The anomaly, known locally as a water eye or sea eye, is caused by water escaping from underwater caves and cenotes that are filled to capacity by heavy rainfall.

The Yucatán Peninsula is composed almost entirely of porous limestone, resulting in what’s known as a karst landscape in which the dissolving of the bedrock creates sinkholes (cenotes), sinking streams, caves, springs, and other characteristic features that typically drain into the sea.

After the passage of Tropical Storm Alberto earlier this week, the area’s cenotes and underground rivers were full to capacity and the excess water was seeking a natural outlet. In this particular instance, the cold storm waters were being pushed out of an underwater cave.

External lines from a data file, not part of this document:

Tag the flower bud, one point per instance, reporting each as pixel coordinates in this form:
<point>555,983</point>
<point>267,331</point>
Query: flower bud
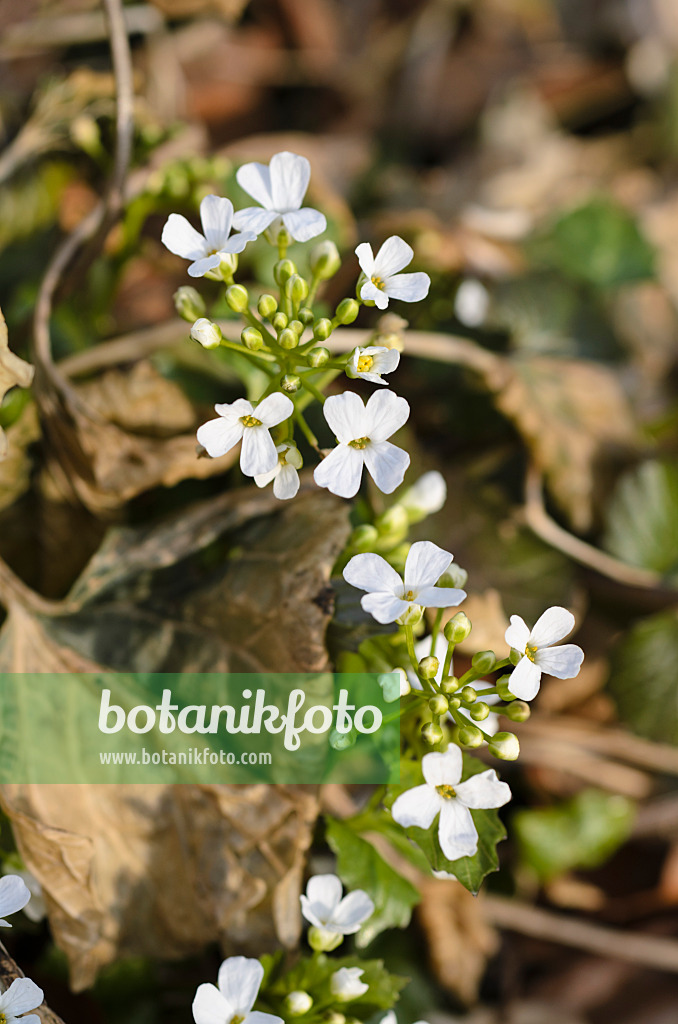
<point>206,333</point>
<point>267,305</point>
<point>318,357</point>
<point>325,260</point>
<point>298,1004</point>
<point>347,310</point>
<point>431,733</point>
<point>457,628</point>
<point>504,745</point>
<point>252,338</point>
<point>188,303</point>
<point>428,667</point>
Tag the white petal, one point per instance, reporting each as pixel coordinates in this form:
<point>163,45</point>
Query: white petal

People walk holding umbrellas in the rain in a Mexican city
Tropical Storm Alberto left Quintana Roo’s limestone caves and cenotes filled with rainwater. (X)

Germán Yáñez Mendoza, Cozumel’s deputy director of ecology, and Rafael López, a karst investigator at Mexico’s National Autonomous University (UNAM), were the divers who investigated this week’s sea eye. The pair took videos of the phenomenon to document how rainwater makes its way through the state’s underground formations.

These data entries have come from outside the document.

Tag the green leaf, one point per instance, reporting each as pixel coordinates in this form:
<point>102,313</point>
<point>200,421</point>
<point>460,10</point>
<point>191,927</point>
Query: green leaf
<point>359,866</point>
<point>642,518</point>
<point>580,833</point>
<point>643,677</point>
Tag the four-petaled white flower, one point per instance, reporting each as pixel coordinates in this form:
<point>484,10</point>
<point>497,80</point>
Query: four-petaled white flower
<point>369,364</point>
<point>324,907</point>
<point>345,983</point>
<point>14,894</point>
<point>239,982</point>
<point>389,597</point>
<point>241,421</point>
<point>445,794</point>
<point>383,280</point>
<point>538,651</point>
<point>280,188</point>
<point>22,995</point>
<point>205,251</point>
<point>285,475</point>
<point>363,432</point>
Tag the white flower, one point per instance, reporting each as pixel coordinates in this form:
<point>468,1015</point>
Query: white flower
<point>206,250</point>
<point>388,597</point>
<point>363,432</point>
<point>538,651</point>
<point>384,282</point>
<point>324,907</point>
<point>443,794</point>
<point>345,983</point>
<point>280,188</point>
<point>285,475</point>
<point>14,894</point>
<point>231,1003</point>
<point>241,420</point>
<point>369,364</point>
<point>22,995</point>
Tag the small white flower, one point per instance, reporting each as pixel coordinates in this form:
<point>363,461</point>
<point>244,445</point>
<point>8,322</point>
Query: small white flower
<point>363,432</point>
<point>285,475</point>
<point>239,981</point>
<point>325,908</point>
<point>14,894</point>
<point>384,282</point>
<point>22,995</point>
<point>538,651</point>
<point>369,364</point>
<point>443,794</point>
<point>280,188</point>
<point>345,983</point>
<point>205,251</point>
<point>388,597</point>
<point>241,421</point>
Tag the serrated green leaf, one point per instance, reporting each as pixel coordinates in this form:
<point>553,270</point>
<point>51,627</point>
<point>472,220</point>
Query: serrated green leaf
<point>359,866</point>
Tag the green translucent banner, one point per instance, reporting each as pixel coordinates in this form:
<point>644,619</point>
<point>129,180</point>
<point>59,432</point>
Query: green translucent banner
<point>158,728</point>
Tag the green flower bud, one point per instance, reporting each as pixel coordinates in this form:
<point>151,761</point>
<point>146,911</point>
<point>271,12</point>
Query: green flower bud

Afterward, Yáñez told Riviera Maya News that these processes, called upwellings, come from inland caves that drain into the sea. In most cases, the natural outlets are in deep water and do not result in sea eyes.

“Most of the caves … have an internal drainage system,” he said. “They capture rainwater and drain it into the sea … in some cases [escape] holes are covered by sediment, rocks and sand.”

Yáñez explained that the churning water was coming from a perforation hole in shallow waters that had been clogged, and as the excess water strained to find an exit, it burst through the seabed causing the disturbance at the surface.

Yáñez and López also explored a second ojo de mar near the Aldora Ferry Boat dock just 400 meters northeast of the San Miguel Pier, both of which are on the northwestern side of the island.

With reports from Riviera Maya News, La Jornada Maya and Por Esto!